Contra los que presumen de sabios y los libertinos injustos
5:21 ¡Ay de los que se tienen por sabios
y se creen muy inteligentes!
5:22 ¡Ay de los valientes para beber vino
y de los campeones para mezclar bebidas,
5:23 de los que absuelven por soborno al culpable
y privan al justo de su derecho!
5:24 Por eso, como la lengua de fuego devora la paja
y la hierba seca se consume en la llama,
así su raíz será como podredumbre
y su brote se disipará como el polvo,
porque rechazaron la ley del Señor de los ejércitos
y despreciaron la palabra del Santo de Israel.

La ira del Señor
5:25 Por eso la ira del Señor
se enciende contra su pueblo:
el Señor extiende su mano contra él y lo golpea,
se estremecen las montañas
y sus cadáveres son como basura
en medio de las calles.
A pesar de todo esto, no se aplacó su ira
y su mano está aún extendida.

La invasión asiria
5:26 Él alza una insignia para una nación lejana,
la llama con un silbido desde el extremo de la tierra,
y ella acude veloz, rápidamente.
5:27 Nadie siente cansancio ni tropieza,
nadie dormita ni duerme,
a nadie se le desata el cinturón
ni se le rompe la correa del calzado.
5:28 Sus flechas son filosas,
están tensos todos sus arcos;
los cascos de sus caballos son como pedernal,
las ruedas de sus carros, como torbellinos.

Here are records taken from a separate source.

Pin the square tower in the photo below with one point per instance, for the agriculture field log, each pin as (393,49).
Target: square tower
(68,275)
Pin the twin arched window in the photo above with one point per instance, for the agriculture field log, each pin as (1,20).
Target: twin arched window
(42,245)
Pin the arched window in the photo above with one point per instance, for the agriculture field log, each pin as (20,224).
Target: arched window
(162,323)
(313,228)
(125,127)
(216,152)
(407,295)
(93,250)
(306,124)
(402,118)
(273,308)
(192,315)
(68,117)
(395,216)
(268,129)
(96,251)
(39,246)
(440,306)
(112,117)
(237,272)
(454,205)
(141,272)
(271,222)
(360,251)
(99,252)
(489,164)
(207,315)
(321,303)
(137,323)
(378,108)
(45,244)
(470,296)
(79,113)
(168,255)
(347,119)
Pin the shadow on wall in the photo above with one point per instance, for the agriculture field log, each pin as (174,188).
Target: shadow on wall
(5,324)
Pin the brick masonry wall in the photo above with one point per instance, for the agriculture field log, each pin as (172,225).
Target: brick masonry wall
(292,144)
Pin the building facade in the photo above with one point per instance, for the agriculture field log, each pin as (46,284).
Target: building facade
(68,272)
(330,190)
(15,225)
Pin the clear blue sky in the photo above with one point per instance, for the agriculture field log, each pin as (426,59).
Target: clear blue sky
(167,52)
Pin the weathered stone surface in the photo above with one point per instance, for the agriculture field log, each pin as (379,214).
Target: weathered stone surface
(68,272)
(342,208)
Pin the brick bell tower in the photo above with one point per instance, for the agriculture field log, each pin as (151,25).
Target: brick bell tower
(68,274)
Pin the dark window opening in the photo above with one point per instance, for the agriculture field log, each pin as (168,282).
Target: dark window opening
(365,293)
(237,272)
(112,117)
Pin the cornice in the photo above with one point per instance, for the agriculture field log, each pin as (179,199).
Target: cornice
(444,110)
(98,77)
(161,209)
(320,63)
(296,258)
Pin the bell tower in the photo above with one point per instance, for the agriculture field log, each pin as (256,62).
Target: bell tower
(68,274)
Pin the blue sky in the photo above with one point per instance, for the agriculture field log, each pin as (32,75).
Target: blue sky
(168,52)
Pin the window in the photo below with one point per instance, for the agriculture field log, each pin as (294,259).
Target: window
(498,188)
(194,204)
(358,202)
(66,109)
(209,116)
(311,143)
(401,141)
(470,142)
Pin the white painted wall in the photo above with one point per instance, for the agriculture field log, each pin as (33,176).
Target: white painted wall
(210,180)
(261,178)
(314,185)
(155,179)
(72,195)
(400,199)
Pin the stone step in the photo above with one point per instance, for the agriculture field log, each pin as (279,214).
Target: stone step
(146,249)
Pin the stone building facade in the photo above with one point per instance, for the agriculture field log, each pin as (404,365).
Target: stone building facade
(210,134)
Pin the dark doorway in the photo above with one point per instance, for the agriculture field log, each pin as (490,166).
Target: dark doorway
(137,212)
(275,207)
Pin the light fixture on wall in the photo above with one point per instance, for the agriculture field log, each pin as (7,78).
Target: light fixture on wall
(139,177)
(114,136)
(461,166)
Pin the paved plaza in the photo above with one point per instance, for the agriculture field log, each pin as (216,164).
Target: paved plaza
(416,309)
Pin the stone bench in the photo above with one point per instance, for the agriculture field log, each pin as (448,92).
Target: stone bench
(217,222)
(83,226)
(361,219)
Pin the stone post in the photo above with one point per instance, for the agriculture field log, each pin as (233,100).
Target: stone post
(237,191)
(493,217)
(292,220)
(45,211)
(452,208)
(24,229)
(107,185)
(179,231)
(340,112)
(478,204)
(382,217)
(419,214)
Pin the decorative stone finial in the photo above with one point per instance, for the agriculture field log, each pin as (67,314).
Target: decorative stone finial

5:29 Su rugido es el de una leona,
ruge como los cachorros de león;
brama y se apodera de la presa,
la arrebata y nadie puede librarla.
5:30 Aquel día, lanzará un bramido contra ella
como el bramido del mar.
Mirarán a la tierra,
y sólo habrá tinieblas y angustia,
la luz será oscurecida por sombríos nubarrones.